One year ago, we announced our lineup for Fresh Meat 5 and were so proud, amazed, and excited about the local artists we would be able to showcase in that year’s festival. We also realized something else. We were part of the problem.
Fresh Meat started six years ago with six artists trying out some new plays in the back of a coffee shop. We made about a hundred bucks. Now, we’re a nationally-recognized theatre festival, featuring 10 local companies every year. We’ve housed over 50 world premieres, our shows have gone on to play across the country, and we’ve put $20,000 directly into the hands of artists.
We got bigger, we got better, and the same sh*t isn’t good enough anymore.
So this spring we made a big stink about diversity and inclusivity in the Ottawa Theatre Community (and our part in it) and held a Digital Town Hall to try and figure out how to do something about it. Because, well… We were part of what stunk to begin with.
You talked, we listened, and we’ve made some big changes. We’ve changed our application and selection processes, and are committed to our new ethno-cultural mandate:
“Fresh Meat is committed to inclusive programming that reflects the breadth, depth, and intricacies of Ottawa’s unique cultural makeup. We encourage submissions from artists who identify as members of underrepresented communities, a concept we leave open for those artists to self-define, as we strive to create a truly inclusive environment.”
We’ve got a responsibility as the only curated local theatre festival programming entirely new works to make sure that our lineup makes space for creators and creations that don’t always get space.
Let’s be honest. We’re still not perfect, we’re not solving all the world’s problems with one Digital Town Hall. But let’s just say, looking at last year’s lineup and festival to this year’s… We’re really f*cking stoked.
This year, as part of our application process (which was blind-juried), folks were able to self-identify (or not) as members of underrepresented communities in their application. Approx 60% of applicants did.
And of our lineup, 9 of our 10 mainstage productions are created by members of underrepresented communities. 90%. That’s pretty darn good.
If you’re thinking that that’s not fair either, that there’s a 30% discrepancy the other way now, well… umm… Yeah, here’s the thing:
We literally don’t care. 100% of opportunities are available 100% of the time to people who don’t self-identify as members of underrepresented communities. That’s what it means to be not underrepresented: it means to be represented.
We’re making space for people where there isn’t, usually. We’re cool with that.

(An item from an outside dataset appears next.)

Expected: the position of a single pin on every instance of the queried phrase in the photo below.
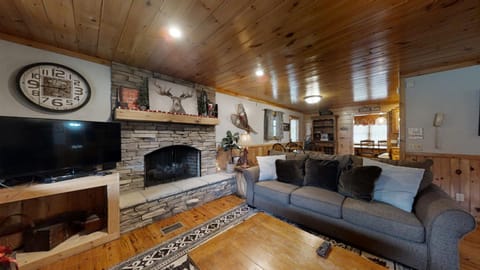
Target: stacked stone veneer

Actually, we think it’s pretty dope.
You know how some people say that you learned everything you need to know in Kindergarten? Well, in Kindergarten we learned that if not everyone is having fun, then it’s not fun for anyone.
If Fresh Meat isn’t a safe and accessible place everyone, then it’s not a safe and accessible space for everyone.
We chatted with some folks at SummerWorks and the National Arts centre about how to make that happen. We’re making changes this year, and we’re hoping to get better every since year.
We’ve got a page up on our website all about Accessibility at Fresh Meat, with info about ticketing, accessible seating, companion seating, access to the building, parking, and transit, gender neutral bathrooms, access to water, a sober space and rest area.
We are, of course, always still learning, so if we’ve missed anything, you can always shoot us an email at firstname.lastname@example.org.
After the Town Hall, we found that a lot of the stories we heard – both in this year’s festival applications, and in our own lives – have to do with who we are and where we come from.
At Fresh Meat 6, each and every show tackles that question. There’s question of identity, yes – but we’ve all got a story. We all come from somewhere, and we’re all going somewhere. And we’re all asking ourselves those same questions.